Published

More W.Va. Jobs, A Potentially Explosive Situation in Ky., Memories From a W.Va. Veteran

Listen

What are the potential side effects of cracker plants planned in West Virginia and Pennsylvania?

Some folks in Eastern Kentucky are having a potentially explosive problem with their wells.

Some hot doings on a cold day recently at West Virginia University.

And new inductees join the West Virginia Music Hall of Fame.

This past week a Brazilian company announced it might locate an ethane cracker plant and three polyethylene plants near Parkersburg, W.Va. And Shell has talked about building a cracker plant in Beaver County Pa. The Allegheny Front’s Reid Frazier looked into the potential impact these plants could have on their communities by visiting Norco, La. and talking to a key figure in a fight against a Shell plant there.

Residents of Premium in Letcher County, Ky., made headlines earlier this year when they sued the nearby Sapphire Coal Company, accusing it of ruining their water supply.  But now, some Premium residents have found a new, and potentially explosive, problem to deal with in their old water wells.  WMMT’s Parker Hobson has their story.

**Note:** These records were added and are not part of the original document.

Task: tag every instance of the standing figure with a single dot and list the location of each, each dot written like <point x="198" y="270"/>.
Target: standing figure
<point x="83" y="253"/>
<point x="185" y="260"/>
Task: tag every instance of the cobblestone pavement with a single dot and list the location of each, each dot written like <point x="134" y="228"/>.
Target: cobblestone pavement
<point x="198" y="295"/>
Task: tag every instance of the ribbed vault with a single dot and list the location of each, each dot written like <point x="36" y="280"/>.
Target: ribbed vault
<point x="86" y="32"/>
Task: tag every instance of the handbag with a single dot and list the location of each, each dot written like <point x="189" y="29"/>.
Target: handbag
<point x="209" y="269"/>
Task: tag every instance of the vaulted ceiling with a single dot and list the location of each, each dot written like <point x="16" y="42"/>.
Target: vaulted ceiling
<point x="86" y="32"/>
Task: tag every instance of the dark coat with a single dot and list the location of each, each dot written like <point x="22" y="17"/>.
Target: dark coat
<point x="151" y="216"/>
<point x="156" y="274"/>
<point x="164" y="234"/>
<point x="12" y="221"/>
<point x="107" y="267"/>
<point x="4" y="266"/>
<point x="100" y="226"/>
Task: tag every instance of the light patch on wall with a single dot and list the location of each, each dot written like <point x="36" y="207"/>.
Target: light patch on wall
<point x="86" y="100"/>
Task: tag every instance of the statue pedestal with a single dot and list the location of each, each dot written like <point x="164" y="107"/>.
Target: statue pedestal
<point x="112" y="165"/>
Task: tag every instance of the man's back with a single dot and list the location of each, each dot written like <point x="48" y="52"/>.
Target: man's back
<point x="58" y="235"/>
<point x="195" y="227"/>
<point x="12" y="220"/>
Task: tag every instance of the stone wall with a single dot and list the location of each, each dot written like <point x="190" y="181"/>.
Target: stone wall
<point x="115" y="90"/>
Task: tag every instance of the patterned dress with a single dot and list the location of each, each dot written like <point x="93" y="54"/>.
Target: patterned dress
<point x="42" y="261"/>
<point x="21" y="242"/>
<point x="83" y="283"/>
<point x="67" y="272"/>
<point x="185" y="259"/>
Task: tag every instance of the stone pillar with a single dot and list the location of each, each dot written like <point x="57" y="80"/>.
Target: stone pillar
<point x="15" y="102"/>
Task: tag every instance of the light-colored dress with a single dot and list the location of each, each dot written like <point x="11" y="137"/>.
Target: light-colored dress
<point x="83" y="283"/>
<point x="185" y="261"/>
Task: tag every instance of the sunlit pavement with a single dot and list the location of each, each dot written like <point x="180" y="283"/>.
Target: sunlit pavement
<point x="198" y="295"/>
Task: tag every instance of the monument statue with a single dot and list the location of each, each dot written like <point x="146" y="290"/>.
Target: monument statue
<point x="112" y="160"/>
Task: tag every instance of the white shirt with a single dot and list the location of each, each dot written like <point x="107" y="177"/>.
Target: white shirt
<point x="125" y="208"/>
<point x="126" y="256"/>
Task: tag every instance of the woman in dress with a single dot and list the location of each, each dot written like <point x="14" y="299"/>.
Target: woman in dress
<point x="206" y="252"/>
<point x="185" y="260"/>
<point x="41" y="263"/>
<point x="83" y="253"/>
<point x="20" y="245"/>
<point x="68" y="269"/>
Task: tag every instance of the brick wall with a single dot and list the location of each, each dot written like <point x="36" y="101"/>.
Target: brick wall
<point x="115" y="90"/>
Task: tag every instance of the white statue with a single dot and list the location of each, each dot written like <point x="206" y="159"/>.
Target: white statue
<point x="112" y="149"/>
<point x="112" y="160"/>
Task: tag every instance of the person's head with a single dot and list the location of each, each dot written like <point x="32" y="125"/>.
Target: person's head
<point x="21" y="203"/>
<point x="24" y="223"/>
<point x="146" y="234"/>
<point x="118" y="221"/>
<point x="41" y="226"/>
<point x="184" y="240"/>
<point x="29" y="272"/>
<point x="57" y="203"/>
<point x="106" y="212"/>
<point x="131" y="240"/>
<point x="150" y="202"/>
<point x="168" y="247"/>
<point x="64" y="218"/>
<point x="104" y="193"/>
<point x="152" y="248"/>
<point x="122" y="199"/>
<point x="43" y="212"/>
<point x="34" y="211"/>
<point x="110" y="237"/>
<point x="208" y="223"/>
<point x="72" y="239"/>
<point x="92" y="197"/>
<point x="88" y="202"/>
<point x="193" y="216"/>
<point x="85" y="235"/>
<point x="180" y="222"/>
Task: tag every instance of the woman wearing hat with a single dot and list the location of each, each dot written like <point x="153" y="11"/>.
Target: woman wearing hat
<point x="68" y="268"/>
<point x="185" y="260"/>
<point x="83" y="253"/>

To commemorate Veterans Day this past week, Traveling 219 recorded an interview recently with World War II veteran William Sherman Beard of Hillsboro, W.Va. Beard enlisted in the Army Air Force and eventually went overseas at the end of 1944, where he saw combat flying B-24s over Europe.

People, schools, and local businesses in Morgantown, W.Va. pulled together to create a vessel with which to melt iron. West Virginia Public Radio’s Glynis Board reports that the inaugural iron pour was both very cool and very hot at the same time—in all senses of the words.

The West Virginia Music Hall of Fame inducts its latest class of notable musicians this weekend.  West Virginia Public Radio’s Beth Vorhees sat down to talk with Hall of Fame Executive Director Michael Lipton about some of the inductees.